Prosecutorial misconduct results in reversal of molestation conviction
The Kentucky Supreme Court unanimously threw out a child molestation conviction because the Campbell County trial prosecutor “flagrantly abused its authority in prosecuting the case” by making misleading statements to the jury during closing argument.
David Albert Soloway was sentenced to 45 years in prison after the 8-year-old daughter of his live-in girlfriend accused him of molesting her. He was convicted of two counts of first-degree sodomy, one count of sexual abuse, and one count of being a first-degree persistent-felony offender.
During closing arguments, the prosecution argued that Soloway’s refusal to speak to police showed he was guilty.

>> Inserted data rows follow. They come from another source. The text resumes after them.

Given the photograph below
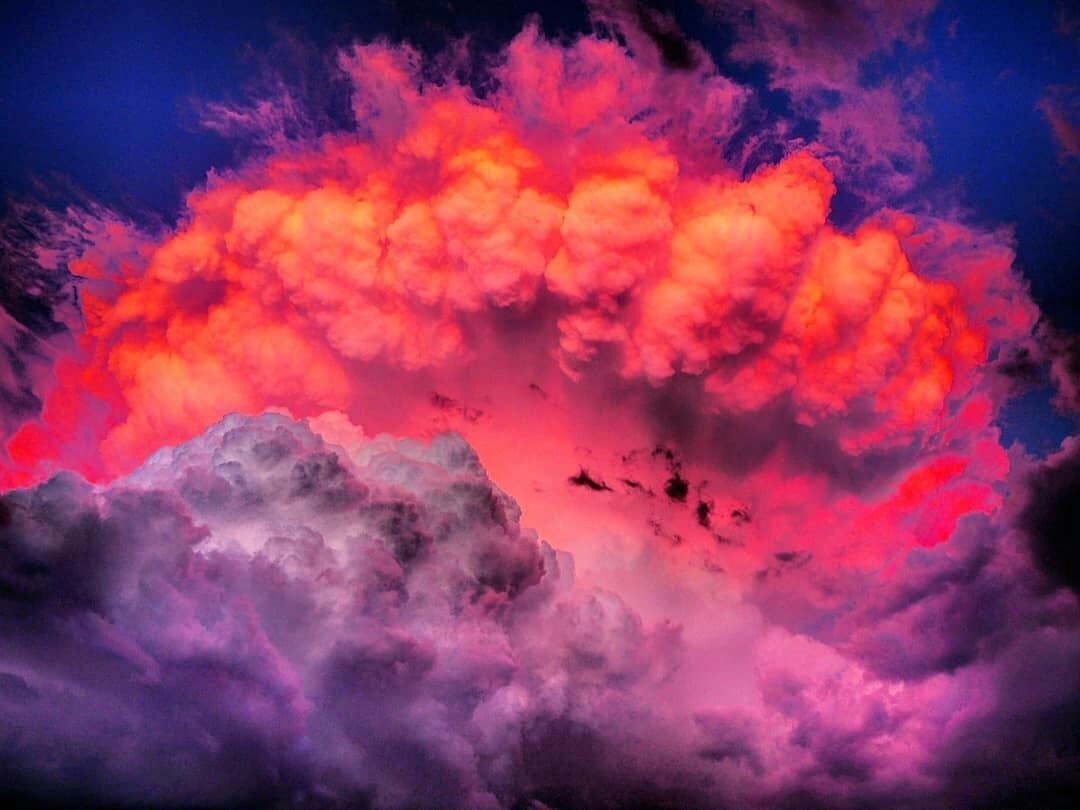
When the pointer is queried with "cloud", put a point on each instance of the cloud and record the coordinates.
(785, 558)
(1060, 109)
(260, 616)
(446, 226)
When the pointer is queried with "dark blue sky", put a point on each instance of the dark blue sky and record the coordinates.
(102, 96)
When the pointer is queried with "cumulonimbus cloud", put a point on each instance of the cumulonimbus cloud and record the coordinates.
(766, 445)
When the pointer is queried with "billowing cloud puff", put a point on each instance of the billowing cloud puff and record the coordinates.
(795, 565)
(577, 201)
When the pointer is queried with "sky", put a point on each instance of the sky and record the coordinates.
(563, 405)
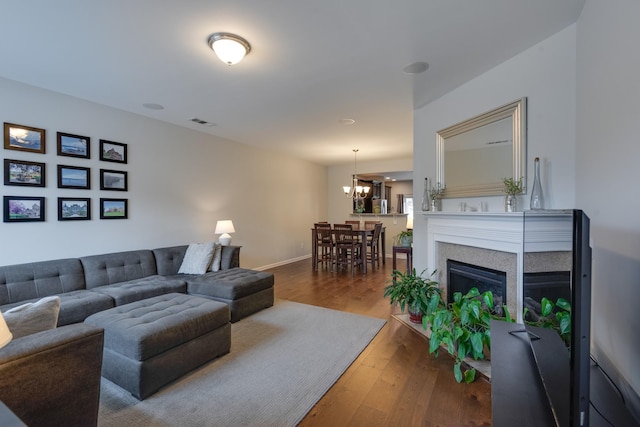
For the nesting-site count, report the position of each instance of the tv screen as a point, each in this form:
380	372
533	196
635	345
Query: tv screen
563	365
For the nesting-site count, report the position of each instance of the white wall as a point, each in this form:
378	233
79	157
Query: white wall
180	183
607	177
545	74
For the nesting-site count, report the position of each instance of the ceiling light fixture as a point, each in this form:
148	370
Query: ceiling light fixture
230	48
355	191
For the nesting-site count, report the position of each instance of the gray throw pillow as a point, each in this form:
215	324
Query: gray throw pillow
197	258
33	317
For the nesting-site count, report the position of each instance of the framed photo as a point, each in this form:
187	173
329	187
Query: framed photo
74	209
113	151
74	177
23	209
20	172
24	138
114	208
113	180
74	145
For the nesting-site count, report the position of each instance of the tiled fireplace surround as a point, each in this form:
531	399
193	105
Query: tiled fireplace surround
497	240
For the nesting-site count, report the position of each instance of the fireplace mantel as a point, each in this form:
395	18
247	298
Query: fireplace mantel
546	231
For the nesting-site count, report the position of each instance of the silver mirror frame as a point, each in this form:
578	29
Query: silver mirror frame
517	111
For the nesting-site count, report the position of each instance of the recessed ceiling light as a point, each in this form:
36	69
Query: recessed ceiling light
153	106
202	122
416	68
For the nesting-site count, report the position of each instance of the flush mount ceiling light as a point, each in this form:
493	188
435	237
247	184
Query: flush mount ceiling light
230	48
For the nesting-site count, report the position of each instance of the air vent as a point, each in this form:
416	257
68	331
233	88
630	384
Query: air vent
202	122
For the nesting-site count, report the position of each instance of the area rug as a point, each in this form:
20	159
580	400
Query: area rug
282	361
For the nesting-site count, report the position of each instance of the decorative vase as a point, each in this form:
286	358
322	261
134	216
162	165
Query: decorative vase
415	316
537	198
510	203
425	195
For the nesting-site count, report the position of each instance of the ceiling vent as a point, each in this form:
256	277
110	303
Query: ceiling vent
202	122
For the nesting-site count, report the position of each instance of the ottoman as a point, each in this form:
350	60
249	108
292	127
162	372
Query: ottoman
149	343
245	291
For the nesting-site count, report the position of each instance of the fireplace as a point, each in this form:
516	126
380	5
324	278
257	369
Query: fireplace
462	277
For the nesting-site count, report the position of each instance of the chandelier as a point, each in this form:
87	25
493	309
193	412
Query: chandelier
355	191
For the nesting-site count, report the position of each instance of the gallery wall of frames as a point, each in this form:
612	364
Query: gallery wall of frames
71	205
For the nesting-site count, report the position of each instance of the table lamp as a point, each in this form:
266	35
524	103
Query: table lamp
5	333
224	227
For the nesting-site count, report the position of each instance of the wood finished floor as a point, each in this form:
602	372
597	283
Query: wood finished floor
395	381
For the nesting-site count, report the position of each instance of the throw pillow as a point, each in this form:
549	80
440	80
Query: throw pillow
217	258
197	258
33	317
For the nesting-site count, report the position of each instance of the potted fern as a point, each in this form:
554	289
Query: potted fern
412	291
512	188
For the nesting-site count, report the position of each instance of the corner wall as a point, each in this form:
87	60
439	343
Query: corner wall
180	183
607	177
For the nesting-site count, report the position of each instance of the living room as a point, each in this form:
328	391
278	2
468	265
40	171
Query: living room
582	121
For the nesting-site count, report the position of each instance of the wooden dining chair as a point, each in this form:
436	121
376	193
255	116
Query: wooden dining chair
347	247
324	245
373	246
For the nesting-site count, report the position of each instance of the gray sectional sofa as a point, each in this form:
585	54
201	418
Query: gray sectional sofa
42	375
91	284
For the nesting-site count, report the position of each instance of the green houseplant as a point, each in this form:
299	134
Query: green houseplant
405	238
413	291
462	328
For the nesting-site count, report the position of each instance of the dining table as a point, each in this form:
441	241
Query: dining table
363	231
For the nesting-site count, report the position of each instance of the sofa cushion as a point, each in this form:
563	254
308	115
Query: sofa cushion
32	281
230	284
33	317
75	306
136	290
118	267
197	259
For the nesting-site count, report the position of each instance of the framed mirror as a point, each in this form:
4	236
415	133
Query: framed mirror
473	156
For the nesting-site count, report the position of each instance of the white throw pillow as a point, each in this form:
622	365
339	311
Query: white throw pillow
33	317
217	258
197	258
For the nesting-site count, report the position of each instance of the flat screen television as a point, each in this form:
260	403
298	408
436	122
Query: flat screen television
565	372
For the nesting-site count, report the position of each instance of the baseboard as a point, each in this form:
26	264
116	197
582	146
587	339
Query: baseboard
280	263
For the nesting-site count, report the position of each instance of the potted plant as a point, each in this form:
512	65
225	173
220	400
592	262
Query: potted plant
512	187
405	238
462	328
435	194
413	291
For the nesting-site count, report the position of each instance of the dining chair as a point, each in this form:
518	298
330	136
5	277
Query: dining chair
373	246
347	247
324	244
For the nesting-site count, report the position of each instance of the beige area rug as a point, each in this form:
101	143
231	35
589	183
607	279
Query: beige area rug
282	361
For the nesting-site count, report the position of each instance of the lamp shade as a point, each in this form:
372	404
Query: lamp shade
230	48
5	333
224	227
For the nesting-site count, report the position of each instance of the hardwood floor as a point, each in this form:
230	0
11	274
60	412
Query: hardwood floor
395	381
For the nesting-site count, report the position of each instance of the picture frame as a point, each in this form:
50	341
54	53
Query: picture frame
74	208
74	145
114	208
113	180
111	151
74	177
23	209
24	173
24	138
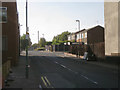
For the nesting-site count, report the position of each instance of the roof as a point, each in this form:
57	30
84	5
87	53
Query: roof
85	30
94	27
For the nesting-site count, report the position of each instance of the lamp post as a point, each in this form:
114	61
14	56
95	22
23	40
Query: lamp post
64	49
27	37
79	35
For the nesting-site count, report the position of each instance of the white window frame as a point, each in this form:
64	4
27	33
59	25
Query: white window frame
85	34
1	12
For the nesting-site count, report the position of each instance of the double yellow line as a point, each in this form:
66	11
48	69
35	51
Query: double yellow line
46	82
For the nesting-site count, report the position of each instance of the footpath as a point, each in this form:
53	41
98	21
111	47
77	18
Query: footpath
17	79
103	63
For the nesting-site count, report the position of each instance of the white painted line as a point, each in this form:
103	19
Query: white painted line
63	66
40	87
56	62
89	79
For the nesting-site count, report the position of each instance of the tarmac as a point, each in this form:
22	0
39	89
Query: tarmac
17	79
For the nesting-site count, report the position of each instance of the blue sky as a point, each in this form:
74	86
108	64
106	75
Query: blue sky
53	18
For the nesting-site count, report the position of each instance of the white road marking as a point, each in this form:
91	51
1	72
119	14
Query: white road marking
89	79
56	62
40	87
62	65
77	73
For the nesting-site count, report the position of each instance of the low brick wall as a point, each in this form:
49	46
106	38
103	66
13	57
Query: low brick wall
97	48
5	70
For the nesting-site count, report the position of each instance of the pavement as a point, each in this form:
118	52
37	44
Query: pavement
57	70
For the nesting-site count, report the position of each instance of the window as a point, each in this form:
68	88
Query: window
78	36
4	43
3	14
82	35
86	35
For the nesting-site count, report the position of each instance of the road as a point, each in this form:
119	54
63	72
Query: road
53	70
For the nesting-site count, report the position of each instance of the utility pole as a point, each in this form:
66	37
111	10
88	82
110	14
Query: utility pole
43	35
38	37
78	28
27	37
79	35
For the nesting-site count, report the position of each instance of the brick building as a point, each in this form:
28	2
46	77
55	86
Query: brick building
10	36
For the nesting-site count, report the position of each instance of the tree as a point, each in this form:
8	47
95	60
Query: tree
48	43
42	42
35	45
61	38
23	42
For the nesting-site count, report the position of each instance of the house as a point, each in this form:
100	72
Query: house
10	36
79	35
91	35
95	35
72	37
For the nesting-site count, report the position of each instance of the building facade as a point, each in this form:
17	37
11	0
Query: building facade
89	36
112	28
10	36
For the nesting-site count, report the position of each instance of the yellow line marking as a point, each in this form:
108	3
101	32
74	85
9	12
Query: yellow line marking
47	81
44	81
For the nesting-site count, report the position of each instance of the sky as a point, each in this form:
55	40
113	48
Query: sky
53	18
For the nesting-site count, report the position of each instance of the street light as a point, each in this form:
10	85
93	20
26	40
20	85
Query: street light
64	48
27	37
79	33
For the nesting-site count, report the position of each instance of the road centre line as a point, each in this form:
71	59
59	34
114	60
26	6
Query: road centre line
40	87
89	79
78	73
44	82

“Ladies and gentleman of the jury, an innocent man, when he hears he’s accused of child sex abuse, does he — what does he do?” the prosecutor argued to the jury. “He tells everybody he knows. He goes to law enforcement and says, ‘I didn’t do it. What do I need to do? Who do I need to talk to?’”
Rather than do that, argued the prosecutor, when Solway found out the police were looking for him, he went to a hotel and got drunk. And he then persisted in refusing to talk to police even after he turned himself in.
“Those are the actions of a guilty man that knows he should be going to jail,” the prosecutor claimed.
The Kentucky Supreme Court held that the closing argument involved misconduct that was “flagrant and palpable.”
“We consider an accused’s right against self-incrimination sacred,” the Court wrote. “And we take any assault on invocation of this right seriously. The prosecutor erred significantly in making these statements that misled the jury on the nature of Soloway’s silence, and deeply prejudiced his defense.”
The Court vacated Soloway’s convictions and sentence and remanded his case back to the trial court, where he is likely to be retried.